Fragments hollywoodiens
26 janvier 2016 - Image par Mahaut Engérant
Une plongée attendrissante dans l’intimité d’Ingrid Bergman.

Récompensé par le prix du film documentaire «L’œil d’or» au festival de Cannes 2015, Je suis Ingrid, réalisé par Stig Björkman, est présenté au Cinéma du Parc jusqu’au 28 janvier. À l’occasion du centième anniversaire de la naissance d’Ingrid Bergman, le réalisateur suédois signe un documentaire intimiste, retraçant son parcours en s’appuyant sur ses archives personnelles. 

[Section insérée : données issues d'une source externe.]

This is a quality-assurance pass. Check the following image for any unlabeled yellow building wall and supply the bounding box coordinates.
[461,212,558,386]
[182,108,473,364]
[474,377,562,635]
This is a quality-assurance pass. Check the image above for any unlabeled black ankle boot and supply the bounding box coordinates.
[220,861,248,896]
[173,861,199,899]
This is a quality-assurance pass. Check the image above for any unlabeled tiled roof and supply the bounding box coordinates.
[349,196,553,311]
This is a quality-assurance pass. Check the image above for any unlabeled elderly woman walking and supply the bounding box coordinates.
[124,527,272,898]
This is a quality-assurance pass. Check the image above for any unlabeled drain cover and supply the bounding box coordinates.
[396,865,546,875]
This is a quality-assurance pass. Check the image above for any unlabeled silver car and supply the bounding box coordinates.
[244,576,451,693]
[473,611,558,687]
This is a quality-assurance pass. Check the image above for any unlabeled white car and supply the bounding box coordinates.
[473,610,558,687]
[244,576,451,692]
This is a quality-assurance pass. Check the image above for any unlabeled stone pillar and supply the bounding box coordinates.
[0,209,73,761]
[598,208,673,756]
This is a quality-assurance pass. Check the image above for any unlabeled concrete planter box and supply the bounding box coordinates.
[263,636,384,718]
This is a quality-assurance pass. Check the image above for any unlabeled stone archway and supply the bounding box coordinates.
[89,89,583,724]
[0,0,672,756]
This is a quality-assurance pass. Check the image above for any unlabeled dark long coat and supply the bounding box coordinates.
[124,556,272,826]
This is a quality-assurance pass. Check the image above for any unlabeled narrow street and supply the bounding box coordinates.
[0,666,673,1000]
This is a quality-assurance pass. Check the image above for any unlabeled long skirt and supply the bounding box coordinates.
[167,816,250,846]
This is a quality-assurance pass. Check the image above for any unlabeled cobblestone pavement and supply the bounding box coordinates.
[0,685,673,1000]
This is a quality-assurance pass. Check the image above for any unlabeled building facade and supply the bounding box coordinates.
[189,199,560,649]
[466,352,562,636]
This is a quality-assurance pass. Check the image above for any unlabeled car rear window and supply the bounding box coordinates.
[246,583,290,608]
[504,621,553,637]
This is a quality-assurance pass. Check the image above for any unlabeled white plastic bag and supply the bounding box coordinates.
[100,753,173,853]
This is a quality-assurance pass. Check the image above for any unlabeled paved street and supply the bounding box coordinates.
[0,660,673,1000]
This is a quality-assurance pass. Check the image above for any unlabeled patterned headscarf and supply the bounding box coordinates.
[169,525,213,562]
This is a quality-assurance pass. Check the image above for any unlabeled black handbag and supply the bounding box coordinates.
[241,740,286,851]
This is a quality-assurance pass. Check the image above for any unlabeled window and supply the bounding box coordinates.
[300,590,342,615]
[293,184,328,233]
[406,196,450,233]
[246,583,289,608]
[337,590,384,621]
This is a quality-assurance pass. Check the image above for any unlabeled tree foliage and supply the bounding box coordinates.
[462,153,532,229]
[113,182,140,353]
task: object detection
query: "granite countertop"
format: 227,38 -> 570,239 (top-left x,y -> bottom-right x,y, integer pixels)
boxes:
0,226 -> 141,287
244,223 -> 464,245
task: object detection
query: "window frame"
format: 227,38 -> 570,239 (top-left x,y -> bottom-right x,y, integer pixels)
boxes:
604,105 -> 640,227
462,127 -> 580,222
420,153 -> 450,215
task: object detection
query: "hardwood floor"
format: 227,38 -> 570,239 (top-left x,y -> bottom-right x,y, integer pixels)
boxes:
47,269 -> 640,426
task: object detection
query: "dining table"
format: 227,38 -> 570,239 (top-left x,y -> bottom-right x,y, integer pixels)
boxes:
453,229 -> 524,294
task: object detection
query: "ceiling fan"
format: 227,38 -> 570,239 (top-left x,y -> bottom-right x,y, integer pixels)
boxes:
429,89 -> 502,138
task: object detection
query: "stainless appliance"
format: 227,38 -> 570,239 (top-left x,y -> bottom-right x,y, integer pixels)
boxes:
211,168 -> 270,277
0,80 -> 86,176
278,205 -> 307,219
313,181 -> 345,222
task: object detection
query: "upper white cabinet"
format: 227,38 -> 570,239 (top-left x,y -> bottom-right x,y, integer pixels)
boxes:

  Née en 1915 à Stockholm, Ingrid Bergman connut, dès ses débuts au théâtre, un succès fulgurant. Le tournage de Casablanca en 1942 la consacre comme figure majeure du cinéma occidental et elle tourne avec certains des plus grands réalisateurs de son époque tels que Alfred Hitchcock. À travers ce documentaire, Stig Björkman s’acharne à explorer une autre facette de la trajectoire de l’actrice, dévoilant les étapes de sa vie à travers son ressenti personnel. Il assemble des séquences de films tournés en Super 8 par Ingrid elle-même lors de tournages ou de vacances familiales. Le réalisateur laisse l’actrice se raconter par elle-même. Les images intimes se succèdent, accompagnées de témoignages de ses proches, d’archives télévisuelles, ainsi que de lectures de son journal intime et de ses lettres. Le réalisateur propose alors une vision inédite de l’actrice et de sa carrière. Si cette mosaïque sépia est quelque peu monotone, voire convenue, elle est néanmoins touchante, dévoilant une Ingrid Bergman timide, indépendante, talentueuse et indocile. 

Mahaut Engérant

Hommage paradoxal

Échappant de peu au piège de l’hagiographique, Je suis Ingrid se révèle particulièrement intéressant sur le plan historique. En suivant Ingrid Bergman, on assiste également aux évolutions esthétiques du cinéma et de ses différents mouvements, ainsi qu’aux mutations de la société d’après-guerre. Portées par la musique de Michael Nyman, les images sélectionnées par le réalisateur sont marquantes par leur authenticité. On parvient presque à s’identifier et à ressentir de l’empathie pour cette actrice pourtant magnifiée par les médias de son époque au point de paraître inaccessible. C’est sur cette tension entre l’image publique et la vie privée d’Ingrid Bergman que se construit le documentaire. Adulée par le public puis exposée à son jugement de manière particulièrement violente tout au long de sa carrière, Je suis Ingrid critique de manière virulente le fonctionnement des médias sensationnalistes, scrutant de manière obsessionnelle ses choix personnels. En opposant les images de vacances tournées par Ingrid Bergman aux images anxiogènes saisies par les paparazzis, le documentaire interroge sur la mythification des artistes, qui perdure à notre époque.

  Cependant, l’ambition principale du documentaire reste la commémoration d’une «légende» hollywoodienne, dans une démarche qui entretient les rouages d’un système de vedettariat qu’il appelle pourtant à critiquer. À l’image d’Ingrid Bergman, qui conservait des traces de toutes ses expériences passées, le réalisateur de Je suis Ingrid nous confie le souvenir d’une actrice dont la mémoire s’efface avec le passage des générations. Réalisé avec sensibilité et enthousiasme, Je suis Ingrid piquera sans doute la curiosité des admirateurs de l’actrice aux trois Oscars, offrant un regard atypique sur son existence.